Настал решающий момент. Марии показалось, что она уже летит в черный, зловонный омут с ледяной водой, от которой перехватывало дыхание.

– Потому что он принуждал ее к своим чудовищным играм… насиловал жестоко и мучительно, зверски унижая, низводя до уровня животного, до уровня рабской твари… – Произнося это, она словно слышала чей-то чужой голос.

Кэролайн задохнулась, точно ее ударили. Побелели даже ее губы, а глаза отразили пустынный мрак. Она попыталась что-то сказать, но голос изменил ей, и тогда она резко встряхнула головой, словно пыталась избавиться от какого-то наваждения.

– Я так и думала, что ты не поверишь мне, – тихо заметила старая дама. – Никто не поверил бы. Об этом невозможно рассказать… никому… никогда.

– Но… но вы же не знали Элис! – возразила миссис Филдинг. – И Сэмюэль не говорил вам…

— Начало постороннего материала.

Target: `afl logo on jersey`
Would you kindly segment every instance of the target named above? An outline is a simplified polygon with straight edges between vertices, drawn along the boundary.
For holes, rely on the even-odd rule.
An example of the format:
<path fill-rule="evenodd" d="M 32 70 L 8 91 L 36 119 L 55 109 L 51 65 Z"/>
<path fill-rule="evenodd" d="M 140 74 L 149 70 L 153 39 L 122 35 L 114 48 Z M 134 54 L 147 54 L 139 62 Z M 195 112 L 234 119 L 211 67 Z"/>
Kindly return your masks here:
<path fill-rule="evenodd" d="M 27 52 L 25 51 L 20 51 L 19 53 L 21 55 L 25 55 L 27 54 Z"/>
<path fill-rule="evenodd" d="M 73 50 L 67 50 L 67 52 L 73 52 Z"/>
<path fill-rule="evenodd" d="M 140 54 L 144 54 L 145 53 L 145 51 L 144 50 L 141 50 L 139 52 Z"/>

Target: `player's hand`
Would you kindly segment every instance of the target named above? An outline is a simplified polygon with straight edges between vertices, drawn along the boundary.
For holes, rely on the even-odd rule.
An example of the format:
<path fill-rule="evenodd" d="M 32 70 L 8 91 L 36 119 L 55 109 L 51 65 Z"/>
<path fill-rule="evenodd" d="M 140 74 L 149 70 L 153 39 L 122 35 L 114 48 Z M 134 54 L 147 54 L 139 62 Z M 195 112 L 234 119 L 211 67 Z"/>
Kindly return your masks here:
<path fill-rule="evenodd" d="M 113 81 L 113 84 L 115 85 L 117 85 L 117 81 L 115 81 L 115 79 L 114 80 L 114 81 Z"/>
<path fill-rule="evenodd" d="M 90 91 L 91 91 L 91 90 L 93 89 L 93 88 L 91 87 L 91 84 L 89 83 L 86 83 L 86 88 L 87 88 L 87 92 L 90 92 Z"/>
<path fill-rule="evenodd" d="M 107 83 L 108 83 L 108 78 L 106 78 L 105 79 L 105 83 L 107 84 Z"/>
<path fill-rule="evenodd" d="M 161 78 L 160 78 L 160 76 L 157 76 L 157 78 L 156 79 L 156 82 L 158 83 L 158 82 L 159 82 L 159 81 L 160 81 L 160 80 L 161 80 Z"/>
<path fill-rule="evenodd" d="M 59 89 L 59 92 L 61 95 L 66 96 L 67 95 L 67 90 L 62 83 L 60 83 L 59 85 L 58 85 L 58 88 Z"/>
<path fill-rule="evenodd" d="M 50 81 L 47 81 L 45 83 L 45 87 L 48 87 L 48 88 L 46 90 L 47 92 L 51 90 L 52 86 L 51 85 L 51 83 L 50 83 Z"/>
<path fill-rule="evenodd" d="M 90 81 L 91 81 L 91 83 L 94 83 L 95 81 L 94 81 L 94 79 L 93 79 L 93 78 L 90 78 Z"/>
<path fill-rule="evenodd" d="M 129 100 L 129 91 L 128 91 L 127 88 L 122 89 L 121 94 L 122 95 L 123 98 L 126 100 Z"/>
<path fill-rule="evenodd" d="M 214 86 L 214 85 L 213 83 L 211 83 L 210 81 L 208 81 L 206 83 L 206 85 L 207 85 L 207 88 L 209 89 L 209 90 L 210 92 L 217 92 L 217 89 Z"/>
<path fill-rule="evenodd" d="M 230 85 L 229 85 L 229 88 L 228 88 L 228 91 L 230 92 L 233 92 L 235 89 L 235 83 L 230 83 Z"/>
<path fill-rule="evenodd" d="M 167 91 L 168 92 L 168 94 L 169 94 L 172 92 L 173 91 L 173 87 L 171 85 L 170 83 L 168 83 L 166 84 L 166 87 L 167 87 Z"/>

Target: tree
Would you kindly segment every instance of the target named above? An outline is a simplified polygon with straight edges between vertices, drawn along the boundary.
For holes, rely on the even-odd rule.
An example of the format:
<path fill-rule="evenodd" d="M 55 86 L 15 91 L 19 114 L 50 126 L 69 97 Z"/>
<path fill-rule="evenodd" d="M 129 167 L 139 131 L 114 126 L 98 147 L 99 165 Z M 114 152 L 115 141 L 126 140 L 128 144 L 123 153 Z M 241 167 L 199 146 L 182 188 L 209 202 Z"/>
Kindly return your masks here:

Она опять умолкла и пристально взглянула в глаза бывшей свекрови. За все годы их общения Кэролайн никогда еще не видела в них такого откровенного отчаяния. Она потрясенно втянула в себя воздух и медленно выпустила его.

– Вы подразумеваете… – Она зажала рукой рот, словно боялась, что с них сорвутся ужасные слова. – Подразумеваете, что он поступал так… и с вами…

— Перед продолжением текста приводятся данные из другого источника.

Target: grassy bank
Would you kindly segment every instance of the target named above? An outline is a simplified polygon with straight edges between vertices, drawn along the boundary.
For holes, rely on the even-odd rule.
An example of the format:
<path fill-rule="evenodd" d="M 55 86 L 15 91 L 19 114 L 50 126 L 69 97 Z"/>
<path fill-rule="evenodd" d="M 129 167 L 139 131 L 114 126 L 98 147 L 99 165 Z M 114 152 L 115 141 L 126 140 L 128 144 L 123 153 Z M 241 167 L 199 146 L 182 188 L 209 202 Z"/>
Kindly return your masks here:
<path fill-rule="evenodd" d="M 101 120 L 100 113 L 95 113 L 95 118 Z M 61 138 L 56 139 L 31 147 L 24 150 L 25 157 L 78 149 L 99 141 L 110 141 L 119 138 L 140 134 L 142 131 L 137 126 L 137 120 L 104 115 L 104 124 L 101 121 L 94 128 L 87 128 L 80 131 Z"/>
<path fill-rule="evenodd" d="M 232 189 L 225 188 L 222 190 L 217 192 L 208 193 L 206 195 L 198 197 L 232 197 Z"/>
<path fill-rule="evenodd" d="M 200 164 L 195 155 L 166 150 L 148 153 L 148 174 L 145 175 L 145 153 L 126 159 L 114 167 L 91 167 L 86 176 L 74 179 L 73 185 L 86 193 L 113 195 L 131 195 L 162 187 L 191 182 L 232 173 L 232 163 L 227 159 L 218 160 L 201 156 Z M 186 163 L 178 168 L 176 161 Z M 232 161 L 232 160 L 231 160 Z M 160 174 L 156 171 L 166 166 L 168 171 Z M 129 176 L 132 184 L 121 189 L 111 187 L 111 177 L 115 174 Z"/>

– Не надо говорить этого! – взмолилась Мария.

Старая женщина сознавала, как нелепа и бесполезна ее мольба. Она жаждала, чтобы ей поверили, и тут же умоляла Кэролайн не произносить ужасную правду.

– Противо… естественно? – с трудом выдавила миссис Филдинг.

Миссис Эллисон зажмурилась:

– Я полагала, что мужчины делают это только друг с другом… по крайней мере, некоторые. Содомия… известное извращение. Оно мучительнее, чем ты можешь вообразить… тем более насильственное. И именно чужие страдания… доставляли ему удовольствие. – Волна ярости и унижения вновь захлестнула старую даму, и от жути всплывших воспоминаний все ее тело покрылось липким потом. – Он раздевал меня донага, заставлял вставать на четвереньки, как животное, и…

– Довольно! – пронзительно вскрикнула Кэролайн. – Не надо! Не надо! – Она выставила вперед ладони, словно хотела отгородиться от этого ужасного знания.

– Ты не можешь даже представить себе твоего свекра таким, не так ли? – прошептала Мария. – Или меня? Вместе с ним на полу, точно собака, я рыдала от боли и унижения, молила о смерти, а он возбуждался все больше, ревел, как животное, не в силах совладать с собой, пока не достигал своего чудовищного оргазма.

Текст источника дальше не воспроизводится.